The hon. Member for Birmingham, Yardley (John Hemming) said that there have to be cuts, and my my right hon. Friend the Member for Wentworth and Dearne (Mr John Healey) talked about the usual mantra that we are all in this together. Well, I am sorry, but we are not all in this together. The Government have constructed the funding of fire and rescue services in the same way as local government funding. They have rigged the formula to protect and help their own areas.

I accept what the hon. Member for Suffolk Coastal (Dr Coffey) has said, but people need to look at the figures. County Durham and Darlington, in 2011-12 and 2012-13, lost 11.7% of its grant, which resulted in the loss of 40 firefighters and 20 other staff. We can compare that with the figures for more deprived areas, such as the Royal Berkshire fire service and look at incidents per 1,000 of population, for example, and consider the funding per capita for 2012-13. Durham has 9.16 incidents per 1,000 of population, but its funding per capita has been cut by 49p. Deprived Royal Berkshire has nearly half the number of incidents, 5.6 per 1,000, but its grant has been increased by 21p per capita. That is also the case with regard to cuts. Royal Berkshire fire and rescue has had to cut only eight firefighters and five staff.

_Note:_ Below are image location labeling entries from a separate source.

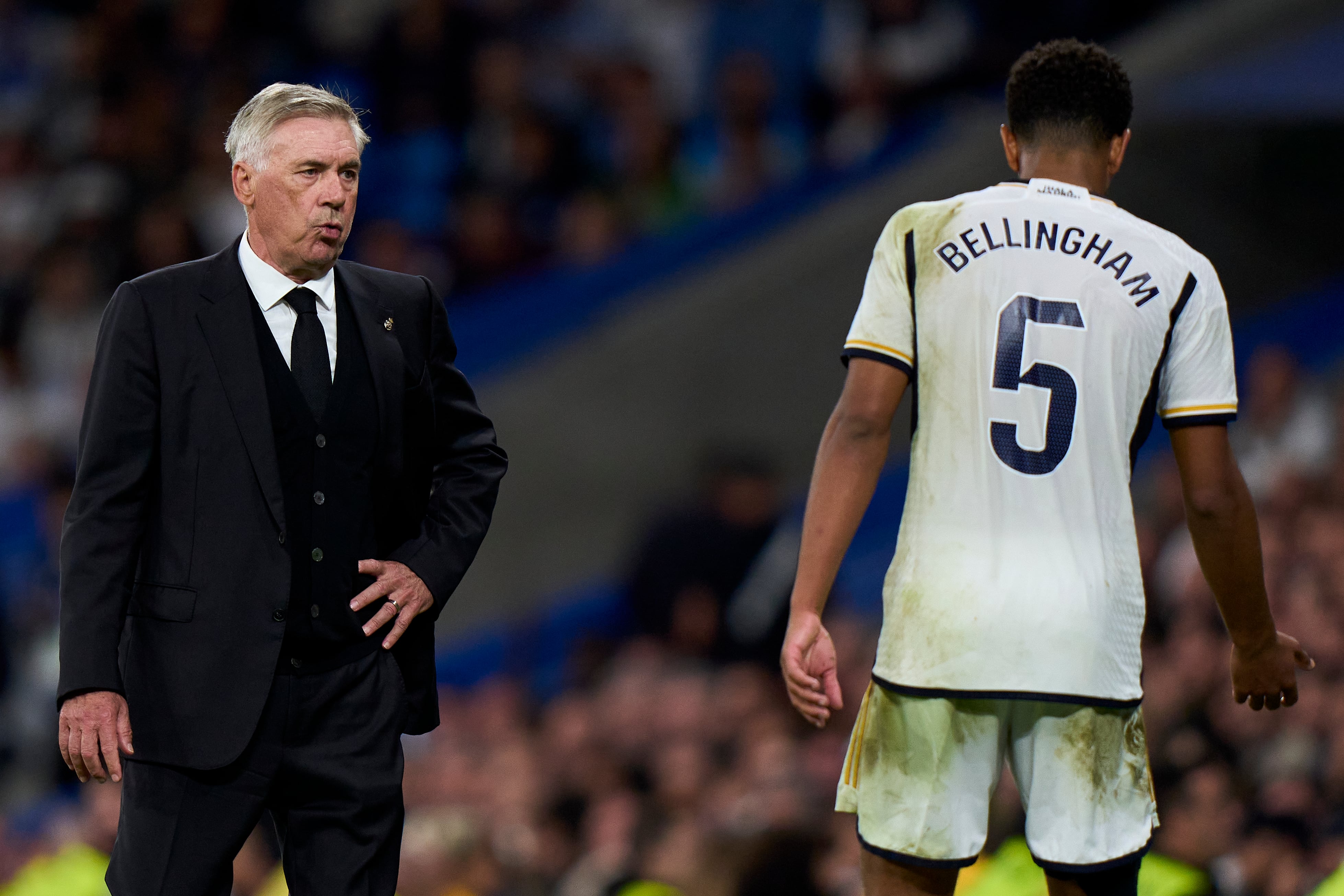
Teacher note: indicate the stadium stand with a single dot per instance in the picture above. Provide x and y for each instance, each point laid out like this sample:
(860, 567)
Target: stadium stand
(580, 757)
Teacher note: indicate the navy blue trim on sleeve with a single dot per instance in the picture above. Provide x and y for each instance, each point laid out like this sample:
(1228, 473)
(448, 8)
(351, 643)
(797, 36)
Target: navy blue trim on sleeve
(1198, 420)
(877, 357)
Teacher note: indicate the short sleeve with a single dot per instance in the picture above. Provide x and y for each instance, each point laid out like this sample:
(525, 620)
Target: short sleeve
(883, 328)
(1200, 381)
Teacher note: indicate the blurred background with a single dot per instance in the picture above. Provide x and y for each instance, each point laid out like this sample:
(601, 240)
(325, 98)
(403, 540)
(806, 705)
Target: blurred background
(651, 222)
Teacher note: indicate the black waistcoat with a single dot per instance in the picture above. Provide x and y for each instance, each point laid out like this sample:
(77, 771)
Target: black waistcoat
(327, 471)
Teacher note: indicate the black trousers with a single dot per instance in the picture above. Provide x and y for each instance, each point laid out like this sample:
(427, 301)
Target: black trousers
(326, 759)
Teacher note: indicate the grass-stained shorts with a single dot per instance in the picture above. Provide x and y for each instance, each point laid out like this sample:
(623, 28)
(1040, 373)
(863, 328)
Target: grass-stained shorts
(921, 770)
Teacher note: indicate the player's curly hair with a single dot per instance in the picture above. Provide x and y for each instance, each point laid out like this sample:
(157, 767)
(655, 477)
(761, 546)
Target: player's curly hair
(1069, 93)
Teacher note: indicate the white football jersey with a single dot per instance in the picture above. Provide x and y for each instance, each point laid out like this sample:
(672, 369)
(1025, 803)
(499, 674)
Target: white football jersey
(1042, 328)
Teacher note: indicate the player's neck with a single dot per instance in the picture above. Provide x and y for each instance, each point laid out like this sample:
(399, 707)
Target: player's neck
(1078, 167)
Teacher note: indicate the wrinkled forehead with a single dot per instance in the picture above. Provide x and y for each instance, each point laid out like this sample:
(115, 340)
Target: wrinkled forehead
(328, 140)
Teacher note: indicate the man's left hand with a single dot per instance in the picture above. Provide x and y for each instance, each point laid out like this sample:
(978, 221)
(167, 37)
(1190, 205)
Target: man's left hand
(408, 597)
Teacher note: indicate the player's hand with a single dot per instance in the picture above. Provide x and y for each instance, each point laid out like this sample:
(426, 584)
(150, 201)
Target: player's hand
(408, 597)
(1266, 675)
(92, 727)
(808, 660)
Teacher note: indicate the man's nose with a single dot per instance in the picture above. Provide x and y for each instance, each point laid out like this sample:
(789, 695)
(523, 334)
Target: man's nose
(333, 191)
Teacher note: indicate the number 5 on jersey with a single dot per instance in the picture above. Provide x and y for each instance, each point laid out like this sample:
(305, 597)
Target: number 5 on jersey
(1064, 390)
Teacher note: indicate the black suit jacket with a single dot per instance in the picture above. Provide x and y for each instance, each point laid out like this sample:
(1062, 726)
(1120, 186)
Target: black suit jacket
(173, 562)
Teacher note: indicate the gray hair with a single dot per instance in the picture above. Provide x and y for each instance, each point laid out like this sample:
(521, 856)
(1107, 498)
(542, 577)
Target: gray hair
(249, 135)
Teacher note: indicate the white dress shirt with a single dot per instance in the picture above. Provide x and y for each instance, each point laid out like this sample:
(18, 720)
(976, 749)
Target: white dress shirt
(269, 287)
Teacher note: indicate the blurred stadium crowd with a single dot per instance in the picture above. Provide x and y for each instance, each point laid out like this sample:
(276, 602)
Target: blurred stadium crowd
(511, 135)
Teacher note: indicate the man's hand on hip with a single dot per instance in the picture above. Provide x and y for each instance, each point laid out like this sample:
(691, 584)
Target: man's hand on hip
(408, 597)
(93, 726)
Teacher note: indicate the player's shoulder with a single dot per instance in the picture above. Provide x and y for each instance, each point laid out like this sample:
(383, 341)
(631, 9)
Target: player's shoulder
(933, 216)
(1182, 253)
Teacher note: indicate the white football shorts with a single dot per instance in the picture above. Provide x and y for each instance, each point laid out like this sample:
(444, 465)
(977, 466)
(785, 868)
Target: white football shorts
(920, 774)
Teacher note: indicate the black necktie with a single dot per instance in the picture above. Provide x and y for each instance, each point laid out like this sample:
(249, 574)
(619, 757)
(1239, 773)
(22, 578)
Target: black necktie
(308, 358)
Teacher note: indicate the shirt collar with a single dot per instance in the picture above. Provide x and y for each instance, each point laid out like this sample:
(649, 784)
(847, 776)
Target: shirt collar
(269, 287)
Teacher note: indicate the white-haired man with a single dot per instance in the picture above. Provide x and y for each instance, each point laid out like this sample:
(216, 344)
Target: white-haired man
(281, 480)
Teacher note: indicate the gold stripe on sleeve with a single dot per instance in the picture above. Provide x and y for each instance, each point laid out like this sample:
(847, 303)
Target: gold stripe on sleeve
(885, 350)
(1198, 409)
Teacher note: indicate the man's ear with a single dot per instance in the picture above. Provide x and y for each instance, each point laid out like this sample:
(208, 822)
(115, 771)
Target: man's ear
(245, 185)
(1012, 151)
(1117, 152)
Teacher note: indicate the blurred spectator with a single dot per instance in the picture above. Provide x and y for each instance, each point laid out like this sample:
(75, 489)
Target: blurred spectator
(751, 144)
(79, 864)
(1287, 426)
(695, 559)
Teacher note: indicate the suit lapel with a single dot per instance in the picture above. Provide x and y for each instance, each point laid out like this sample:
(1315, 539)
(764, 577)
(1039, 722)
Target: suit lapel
(386, 362)
(229, 331)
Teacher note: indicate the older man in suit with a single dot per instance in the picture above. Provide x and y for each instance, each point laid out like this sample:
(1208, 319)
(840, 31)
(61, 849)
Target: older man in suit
(281, 480)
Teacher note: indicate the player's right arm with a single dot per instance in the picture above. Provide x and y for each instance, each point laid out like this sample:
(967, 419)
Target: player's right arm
(1222, 522)
(850, 460)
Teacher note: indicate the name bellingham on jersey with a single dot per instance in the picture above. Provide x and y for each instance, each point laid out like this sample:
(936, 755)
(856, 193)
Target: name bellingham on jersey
(1043, 328)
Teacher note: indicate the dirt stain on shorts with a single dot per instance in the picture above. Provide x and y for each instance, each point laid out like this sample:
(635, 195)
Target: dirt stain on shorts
(1105, 749)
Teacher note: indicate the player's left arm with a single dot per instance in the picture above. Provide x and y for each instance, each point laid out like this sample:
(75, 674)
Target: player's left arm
(850, 460)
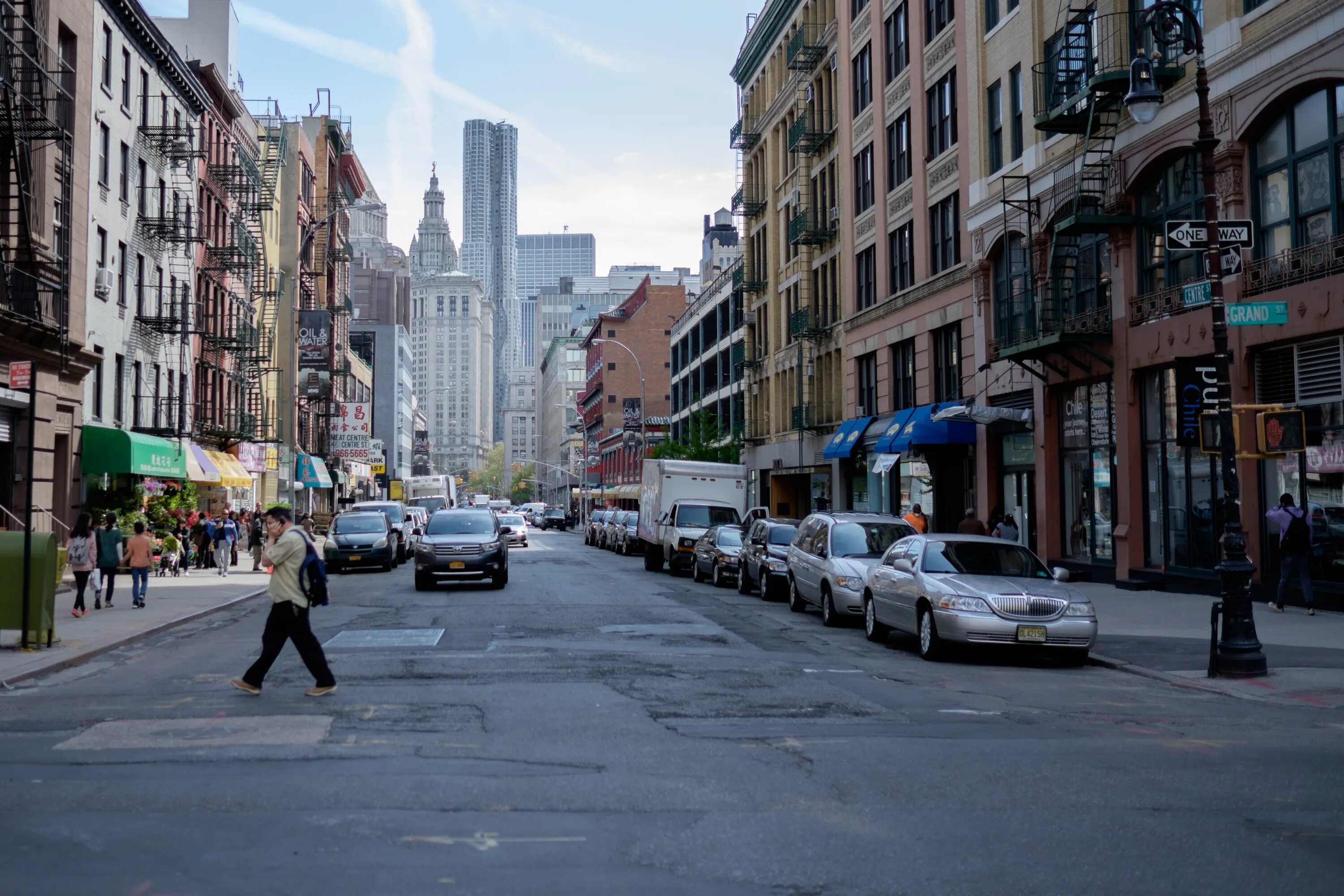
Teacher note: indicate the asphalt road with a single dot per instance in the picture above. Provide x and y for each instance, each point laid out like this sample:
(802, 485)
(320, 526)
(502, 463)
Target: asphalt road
(596, 728)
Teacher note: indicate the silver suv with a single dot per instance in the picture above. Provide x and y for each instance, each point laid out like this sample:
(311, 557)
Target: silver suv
(830, 559)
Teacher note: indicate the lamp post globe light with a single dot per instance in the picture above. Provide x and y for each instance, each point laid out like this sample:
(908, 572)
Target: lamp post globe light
(1178, 27)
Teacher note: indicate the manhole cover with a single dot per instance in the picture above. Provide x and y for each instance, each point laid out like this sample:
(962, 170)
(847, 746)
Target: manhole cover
(386, 638)
(229, 731)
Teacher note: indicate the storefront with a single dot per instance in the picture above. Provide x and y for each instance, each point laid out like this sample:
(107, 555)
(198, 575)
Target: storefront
(1088, 465)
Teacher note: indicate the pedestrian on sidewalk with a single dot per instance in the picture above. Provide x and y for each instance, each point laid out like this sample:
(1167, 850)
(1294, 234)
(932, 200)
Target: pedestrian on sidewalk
(81, 556)
(1295, 550)
(972, 524)
(287, 547)
(140, 556)
(226, 535)
(109, 558)
(256, 539)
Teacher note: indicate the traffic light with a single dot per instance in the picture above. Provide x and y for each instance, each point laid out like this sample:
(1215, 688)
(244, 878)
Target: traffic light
(1281, 432)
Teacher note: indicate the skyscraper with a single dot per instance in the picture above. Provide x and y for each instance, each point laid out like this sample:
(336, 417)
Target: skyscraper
(490, 240)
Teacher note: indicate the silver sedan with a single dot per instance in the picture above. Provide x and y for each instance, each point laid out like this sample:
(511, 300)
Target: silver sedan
(976, 590)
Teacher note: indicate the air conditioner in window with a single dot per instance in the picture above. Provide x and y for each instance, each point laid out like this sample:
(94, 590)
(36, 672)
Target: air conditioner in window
(103, 283)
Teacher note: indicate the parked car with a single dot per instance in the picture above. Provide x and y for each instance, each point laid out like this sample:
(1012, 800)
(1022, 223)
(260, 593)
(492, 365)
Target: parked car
(764, 556)
(461, 546)
(594, 526)
(976, 590)
(717, 555)
(397, 516)
(831, 555)
(628, 535)
(514, 528)
(359, 542)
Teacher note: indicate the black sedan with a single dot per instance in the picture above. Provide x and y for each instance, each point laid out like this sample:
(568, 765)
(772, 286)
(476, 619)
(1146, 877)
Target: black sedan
(461, 546)
(717, 555)
(764, 556)
(361, 542)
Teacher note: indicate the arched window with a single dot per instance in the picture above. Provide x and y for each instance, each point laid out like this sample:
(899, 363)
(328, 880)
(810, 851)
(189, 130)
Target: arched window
(1174, 194)
(1299, 171)
(1015, 312)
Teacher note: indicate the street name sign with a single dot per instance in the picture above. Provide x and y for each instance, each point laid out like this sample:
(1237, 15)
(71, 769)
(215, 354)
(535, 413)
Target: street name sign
(1256, 314)
(1194, 234)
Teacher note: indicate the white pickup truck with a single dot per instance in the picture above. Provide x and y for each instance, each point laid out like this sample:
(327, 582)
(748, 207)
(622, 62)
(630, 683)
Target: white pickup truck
(679, 500)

I am against embedding injustice in the system. The flatline system will not help County Durham. We need a root-and-branch look at how the funding is being skewed to help areas represented by Conservative Members—unsurprisingly, they are not here to protest. I also remind the Liberal Democrats on County Durham council that it is their Government who are taking money away from the fire and rescue service there.